Be prepared advice for potential flash floods this summer in Calderdale
Calderdale Council is reminding residents to check their flood preparation plans and be aware of the continued risk of flooding during summer months.
Sudden and heavy downpours, which are more likely during the summer months, can put extra stress on all drainage systems, increasing the risk of flash flooding.
Calderdale Council’s Director of Regeneration and Strategy, Shelagh O’Neill, said: “As summer approaches and we all look forward to hopefully enjoying some good weather, it’s also important to remember that sudden downpours and flash flooding are unfortunately more likely in the summer months.

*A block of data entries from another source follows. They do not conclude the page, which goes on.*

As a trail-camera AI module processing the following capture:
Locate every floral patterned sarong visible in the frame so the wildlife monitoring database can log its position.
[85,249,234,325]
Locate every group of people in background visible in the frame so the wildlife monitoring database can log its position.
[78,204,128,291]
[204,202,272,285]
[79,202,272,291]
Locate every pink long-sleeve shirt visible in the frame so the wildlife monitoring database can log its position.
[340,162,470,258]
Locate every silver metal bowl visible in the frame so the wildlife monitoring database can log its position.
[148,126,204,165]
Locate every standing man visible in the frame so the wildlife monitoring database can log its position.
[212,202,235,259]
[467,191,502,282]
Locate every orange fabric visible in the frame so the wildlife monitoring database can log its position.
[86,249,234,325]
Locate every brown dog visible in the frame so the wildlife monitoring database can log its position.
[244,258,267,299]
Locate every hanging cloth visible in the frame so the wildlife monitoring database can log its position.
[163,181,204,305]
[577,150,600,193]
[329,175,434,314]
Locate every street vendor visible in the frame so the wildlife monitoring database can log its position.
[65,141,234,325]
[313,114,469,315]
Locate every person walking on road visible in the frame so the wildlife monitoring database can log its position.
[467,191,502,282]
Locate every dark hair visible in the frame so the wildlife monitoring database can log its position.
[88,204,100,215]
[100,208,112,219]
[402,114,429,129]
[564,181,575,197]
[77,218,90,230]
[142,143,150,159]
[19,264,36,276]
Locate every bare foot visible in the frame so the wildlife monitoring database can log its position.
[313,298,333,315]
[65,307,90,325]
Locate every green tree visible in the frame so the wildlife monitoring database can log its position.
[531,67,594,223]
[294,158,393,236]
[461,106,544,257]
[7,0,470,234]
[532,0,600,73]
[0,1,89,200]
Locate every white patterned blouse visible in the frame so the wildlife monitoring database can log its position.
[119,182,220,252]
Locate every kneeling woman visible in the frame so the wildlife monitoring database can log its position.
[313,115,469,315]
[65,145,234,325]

“Intense periods of rain falling on dry ground can have a rapid impact, so if you live in an area at risk of flooding it’s important to keep an eye on forecasts and have plans in place to act quickly. Hopefully these flood preparation plans won’t be needed, but it’s always best to have them in place.
“Natural flood management continues to be an important part of Calderdale’s joint work to tackle flooding and the climate emergency and there are steps we can all take to help. We’re encouraging landowners to find out more about the benefits of soil aeration, which increases the amount of water that the ground can absorb. Property owners can also help by considering permeable paving or even something as simple as installing a water butt to slow the flow of water into nearby drains.”
Advice from Calderdale Council to prevent flash floods
There are a number of ways to protect properties from flash floods, such as signing up for the Met Office weather warning service.
It’s also a good idea to familiarise yourself with your local area, checking it there are streams, culverts, roads and drains which are vulnerable to downpours.
Those living in areas specifically at risk of flash flooding, should consider writing a personal flood plan and investing in property-level protection.
Sustainable drainage systems, such as water butts, raised planters or permeable paving could also be installed to slow the flow of rainwater into drains, gutters and rivers.
The Council is also encouraging landowners to aerate their grassland to reduce the amount of water travelling across the surface of a field, and beyond.
There are other benefits including allowing air to get to the grass roots and soil, helping root development, alleviating compaction, reducing slurry and fertiliser runoff and more.
With the increasing impact of climate change, it is impossible to completely stop the risk of flooding, particularly in the Calder Valley due to the geography of the area.
Residents and businesses are urged to remain vigilant and be prepared for future flooding.